As such, Activision's £10 price hike was mostly absorbed by retailers, not passed on to consumers - a fact which will give publishers pause for thought in the coming weeks. There has always been a fear that if MW2 was not damaged by the higher price-point, other publishers would seek to drive their own prices up - in defiance of the obvious decline in most consumers' value perception of all media, games included.
Well, Activision pulled it off and delivered the industry's biggest-ever launch - but we're still not much the wiser as to whether consumers would have accepted the move, since most consumers never got to see it in action. Some readings of Activision's figures for the game suggest that the average selling price of MW2 was actually lower than that for Grand Theft Auto IV, which carried a perfectly normal SRP.
For Activision, of course, this is perfectly fine. It's not all that bothered about how much consumers paid for the game - as long as retailers paid the inflated trade price, then the publisher laughs all the way to the bank, regardless of how much those retailers then chose to debase their own margins in order to remain competitive.
One wonders whether this had been Activision's plan all along. From the moment that the price hike was announced, commentators sucked in their breath and marveled at what an immense risk the publisher seemed to be taking with a goose that had previously been guaranteed to lay golden eggs. Yet it may well be that Activision knew perfectly well that retailers would never sell Modern Warfare 2 at full price. Anticipating the price war that broke out between supermarkets and online retailers - with specialist stores unwillingly caught in the crossfire - it knew that it could gouge its "partners" with a higher trade price, confident in the knowledge that consumers would not feel the sting.

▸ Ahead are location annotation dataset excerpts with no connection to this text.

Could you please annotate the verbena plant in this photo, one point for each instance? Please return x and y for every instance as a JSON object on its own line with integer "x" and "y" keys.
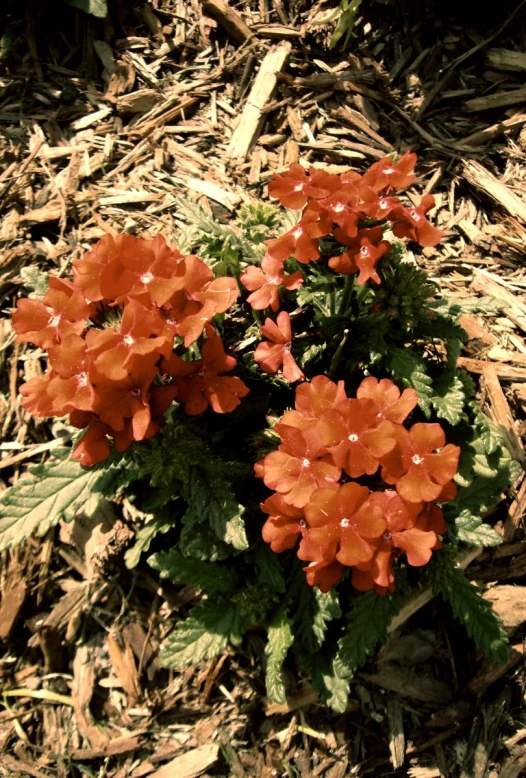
{"x": 284, "y": 411}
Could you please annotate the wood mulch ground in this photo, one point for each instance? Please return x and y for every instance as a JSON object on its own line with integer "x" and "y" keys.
{"x": 102, "y": 125}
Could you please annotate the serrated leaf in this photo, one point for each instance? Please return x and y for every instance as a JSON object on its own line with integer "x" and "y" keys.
{"x": 472, "y": 530}
{"x": 333, "y": 689}
{"x": 180, "y": 569}
{"x": 280, "y": 639}
{"x": 97, "y": 8}
{"x": 490, "y": 434}
{"x": 203, "y": 635}
{"x": 409, "y": 370}
{"x": 313, "y": 610}
{"x": 367, "y": 626}
{"x": 472, "y": 610}
{"x": 270, "y": 573}
{"x": 448, "y": 397}
{"x": 53, "y": 491}
{"x": 480, "y": 492}
{"x": 211, "y": 501}
{"x": 143, "y": 539}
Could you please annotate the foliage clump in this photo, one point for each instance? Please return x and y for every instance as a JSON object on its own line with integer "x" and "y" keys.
{"x": 285, "y": 409}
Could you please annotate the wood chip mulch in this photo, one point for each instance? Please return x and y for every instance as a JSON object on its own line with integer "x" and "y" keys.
{"x": 103, "y": 124}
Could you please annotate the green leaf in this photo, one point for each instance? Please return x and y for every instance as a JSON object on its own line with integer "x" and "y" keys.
{"x": 489, "y": 433}
{"x": 53, "y": 491}
{"x": 448, "y": 397}
{"x": 280, "y": 639}
{"x": 409, "y": 370}
{"x": 482, "y": 480}
{"x": 313, "y": 610}
{"x": 97, "y": 8}
{"x": 211, "y": 501}
{"x": 472, "y": 530}
{"x": 155, "y": 526}
{"x": 211, "y": 577}
{"x": 333, "y": 689}
{"x": 472, "y": 610}
{"x": 269, "y": 571}
{"x": 203, "y": 635}
{"x": 368, "y": 623}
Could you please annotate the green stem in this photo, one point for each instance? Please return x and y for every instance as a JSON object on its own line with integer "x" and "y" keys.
{"x": 335, "y": 361}
{"x": 346, "y": 294}
{"x": 332, "y": 300}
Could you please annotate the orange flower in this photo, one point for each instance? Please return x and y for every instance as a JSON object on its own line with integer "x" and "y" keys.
{"x": 346, "y": 516}
{"x": 119, "y": 401}
{"x": 386, "y": 396}
{"x": 298, "y": 467}
{"x": 200, "y": 383}
{"x": 420, "y": 474}
{"x": 271, "y": 355}
{"x": 284, "y": 524}
{"x": 355, "y": 439}
{"x": 140, "y": 332}
{"x": 198, "y": 298}
{"x": 364, "y": 253}
{"x": 411, "y": 223}
{"x": 265, "y": 281}
{"x": 302, "y": 241}
{"x": 296, "y": 187}
{"x": 386, "y": 174}
{"x": 406, "y": 533}
{"x": 63, "y": 311}
{"x": 70, "y": 388}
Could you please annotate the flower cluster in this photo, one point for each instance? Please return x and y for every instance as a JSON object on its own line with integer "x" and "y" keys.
{"x": 354, "y": 209}
{"x": 110, "y": 335}
{"x": 329, "y": 440}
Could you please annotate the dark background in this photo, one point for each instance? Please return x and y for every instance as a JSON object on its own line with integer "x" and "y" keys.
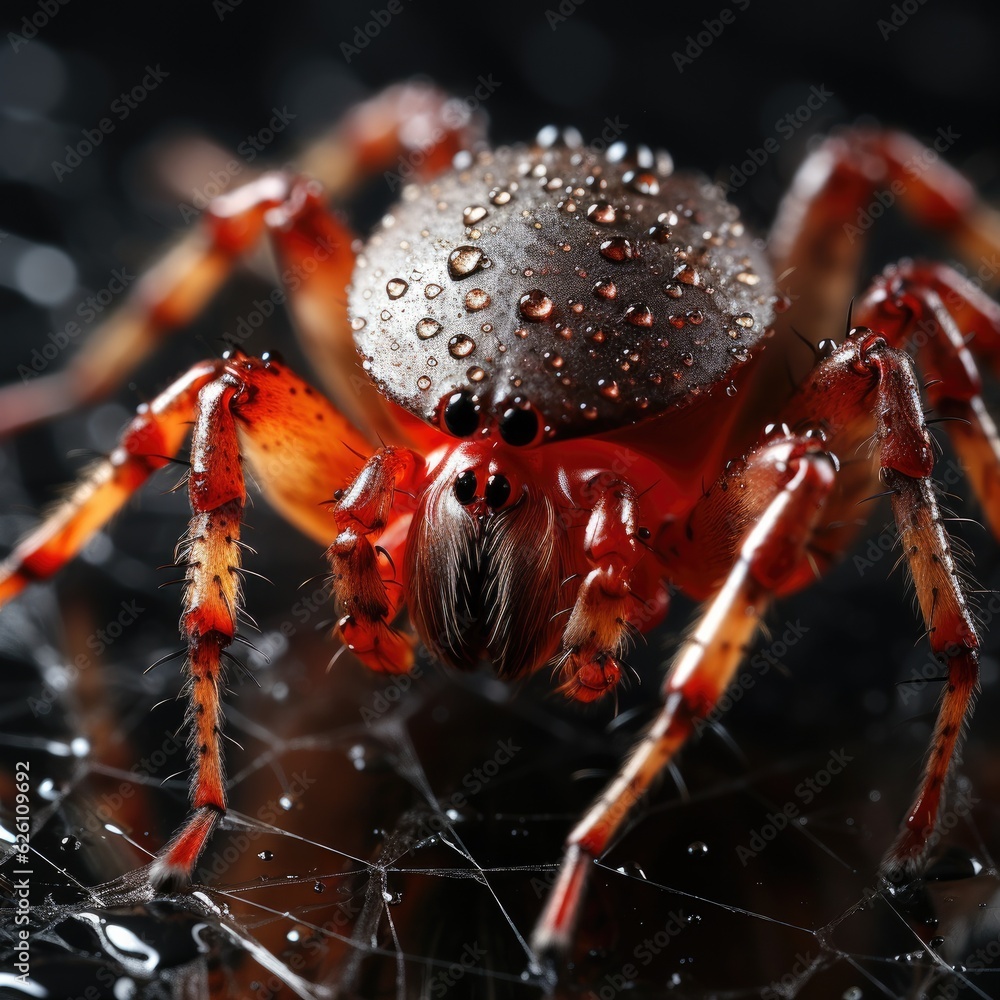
{"x": 229, "y": 66}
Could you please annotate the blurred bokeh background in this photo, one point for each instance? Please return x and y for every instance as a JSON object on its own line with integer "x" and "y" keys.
{"x": 363, "y": 863}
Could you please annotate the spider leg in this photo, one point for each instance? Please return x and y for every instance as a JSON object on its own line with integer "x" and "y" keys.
{"x": 411, "y": 123}
{"x": 926, "y": 308}
{"x": 301, "y": 450}
{"x": 841, "y": 389}
{"x": 798, "y": 475}
{"x": 607, "y": 607}
{"x": 850, "y": 180}
{"x": 363, "y": 513}
{"x": 769, "y": 526}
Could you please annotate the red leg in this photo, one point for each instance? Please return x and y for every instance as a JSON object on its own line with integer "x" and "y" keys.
{"x": 841, "y": 389}
{"x": 363, "y": 512}
{"x": 928, "y": 309}
{"x": 799, "y": 476}
{"x": 147, "y": 444}
{"x": 395, "y": 124}
{"x": 820, "y": 232}
{"x": 301, "y": 449}
{"x": 607, "y": 606}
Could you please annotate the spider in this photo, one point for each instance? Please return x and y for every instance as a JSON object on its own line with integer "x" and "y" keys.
{"x": 552, "y": 406}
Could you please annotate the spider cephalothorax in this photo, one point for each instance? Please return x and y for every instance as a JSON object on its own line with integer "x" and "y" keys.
{"x": 558, "y": 348}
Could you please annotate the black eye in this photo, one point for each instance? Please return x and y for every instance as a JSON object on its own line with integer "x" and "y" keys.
{"x": 461, "y": 414}
{"x": 519, "y": 425}
{"x": 497, "y": 491}
{"x": 465, "y": 487}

If that is the case, then one side of the industry can only take its hats off to Activision's clever manoeuvring, even while the retailers who have just helped to inflate the company's quarterly figures lick their wounds and glower. They'll get their own back, of course - MW2 will turn profits for companies like GAME, GameStop and GameStation for months and even years to come as copies cycle through the second-hand market - but right now, Activision is the victor, having sneakily managed to hammer retail margins for one of the biggest releases of the year into the ground.
However, everyone knows that this isn't a situation which will be repeated too often. Supermarkets will only treat a small minority of extremely high-profile, seasonal releases as loss leaders, and specialist retailers simply can't take this kind of margin squeeze indefinitely. The next publisher to try and shove its SRP up may well find that retailers are not prepared to soak up the difference this time - leaving it in the exposed position of passing the price hike on to consumers for the first time, and almost certainly doing so with a far less attractive and anticipated product than MW2.